SACRAMENTO-“California buyers have access to unmatched amounts of capital and due to tax constraints instate, are the most vibrant players in the national net lease market. Therefore, one could deduce that according to this theory, behind most net lease buildings sits a California owner.” So says a recent report from Calkain Cos., authored by managing director Patrick Nutt.

In the report, Nutt points out that “This is a complete fallacy where the data clearly shows that by far the largest contingency of owners comes from instate investors and that California/West Coast buyers are only a small fraction.

To test this thesis, a sample was taken of all Walgreens and CVS properties in the state of Florida. “Both tenants are considered prime net lease investments—the typical target of the “California Buyer” pitch that is made so frequently,” Nutt says. “The state of Florida is a large market with many attractive, high-income areas coupled with very favorable state tax laws which typically equates to an ideal location for any buyer to invest. Therefore, if the “California money” pitch were valid we would see a dominant percentage of California buyers for Florida pharmacies, one of the prime net leased investments available today.

The firm's data showed that ownership in single-tenant net-lease properties is procured primarily by local buyers. In this case, he says, “Florida, is a drastic difference to the rumors being conveyed to sellers by real estate brokers on a national level. Well over half (53.81%) of private market investors live close to their investments and it's an absolute fallacy to think that just because someone says they are able to secure California buyers would mean that they are the ultimate purchaser for any one asset.”

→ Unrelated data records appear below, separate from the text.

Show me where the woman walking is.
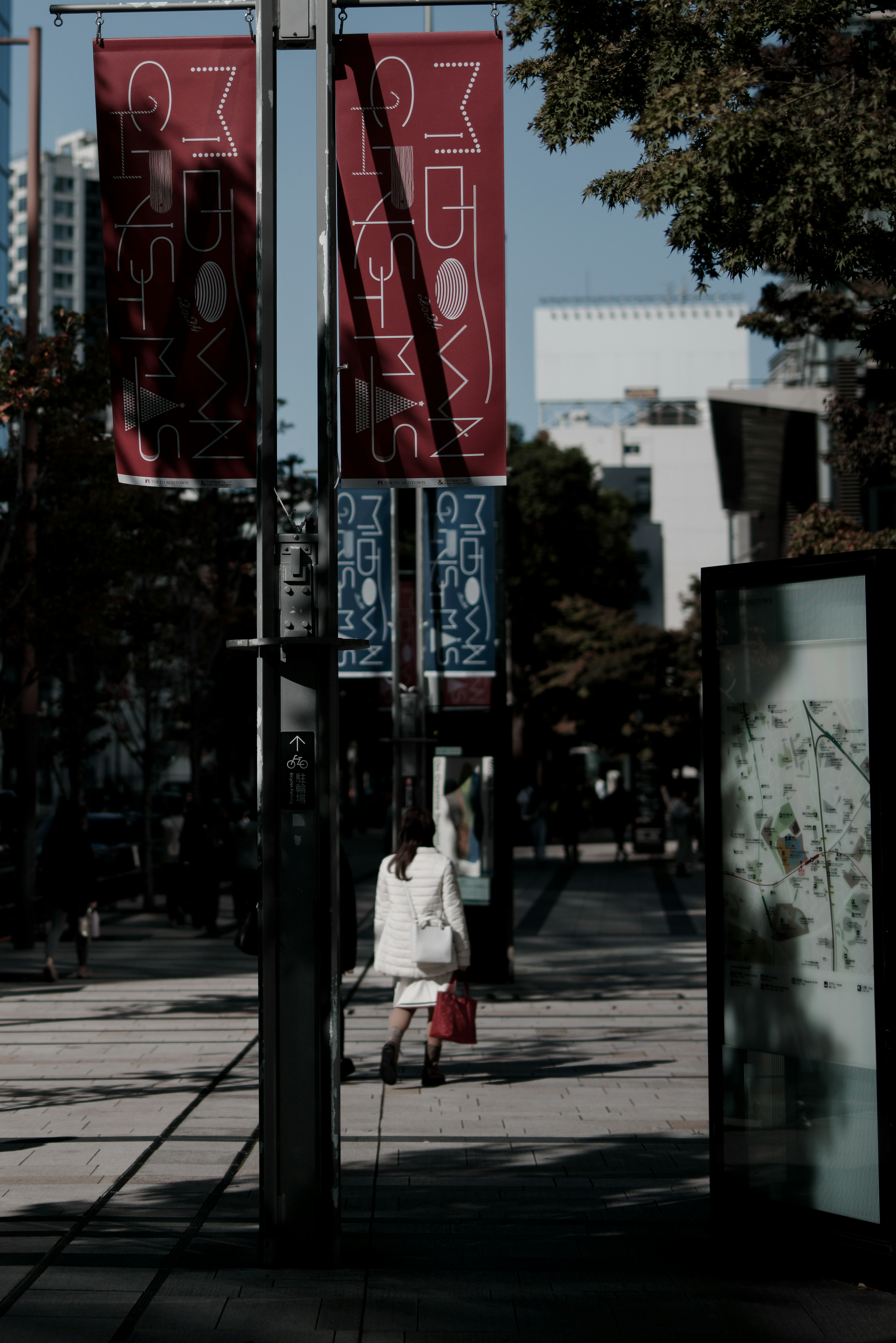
[373,807,470,1086]
[38,798,97,983]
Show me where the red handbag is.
[429,970,476,1045]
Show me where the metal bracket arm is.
[226,634,371,649]
[50,0,255,15]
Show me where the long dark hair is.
[388,807,435,881]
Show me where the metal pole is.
[15,28,41,949]
[255,0,281,1264]
[414,489,429,807]
[257,0,340,1266]
[390,489,402,851]
[312,0,341,1262]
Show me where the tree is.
[532,579,701,768]
[787,504,896,559]
[505,426,639,669]
[0,312,130,798]
[508,0,896,357]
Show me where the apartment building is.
[7,130,106,332]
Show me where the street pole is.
[390,488,402,851]
[3,28,41,951]
[255,0,344,1266]
[255,0,281,1262]
[414,489,427,807]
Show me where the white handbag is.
[407,882,454,966]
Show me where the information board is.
[94,36,257,486]
[279,732,314,811]
[336,489,392,678]
[715,575,880,1223]
[423,489,496,678]
[336,31,506,486]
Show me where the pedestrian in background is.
[161,800,187,928]
[373,807,470,1086]
[603,770,635,862]
[669,784,693,877]
[38,798,97,983]
[516,784,548,864]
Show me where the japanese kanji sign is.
[94,36,257,486]
[423,489,496,677]
[336,489,392,678]
[336,32,505,486]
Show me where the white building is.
[535,298,749,406]
[9,130,106,332]
[535,299,749,629]
[550,400,729,629]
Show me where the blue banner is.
[336,489,392,677]
[423,486,496,677]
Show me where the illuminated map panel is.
[717,576,880,1222]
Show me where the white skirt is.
[392,970,454,1007]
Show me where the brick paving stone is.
[0,846,896,1343]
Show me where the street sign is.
[286,732,321,811]
[336,489,392,678]
[423,489,496,678]
[336,32,506,486]
[94,36,257,486]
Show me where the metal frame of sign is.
[701,551,896,1281]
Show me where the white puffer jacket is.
[373,845,470,979]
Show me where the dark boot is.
[420,1040,445,1086]
[380,1041,398,1086]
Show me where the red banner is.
[94,36,257,486]
[336,32,506,486]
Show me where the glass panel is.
[717,576,880,1222]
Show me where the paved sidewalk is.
[0,845,896,1343]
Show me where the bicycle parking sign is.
[279,732,314,811]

In fact, statically, he adds, “the California buyer” is almost 10 times less likely to purchase an asset within the outlined parameters than a local buyer.

To read more of how the data breaks down, which shows that the facts do not support the theory and is, in fact, fundamentally wrong, according to Nutt, check out the full report.

Editorial Note: This is one view from one company from one report. If you believe this argument is unfounded, i want to hear why. If you have a counter argument, by all means, please use the comment section below. We want to hear it. Let's start the debate!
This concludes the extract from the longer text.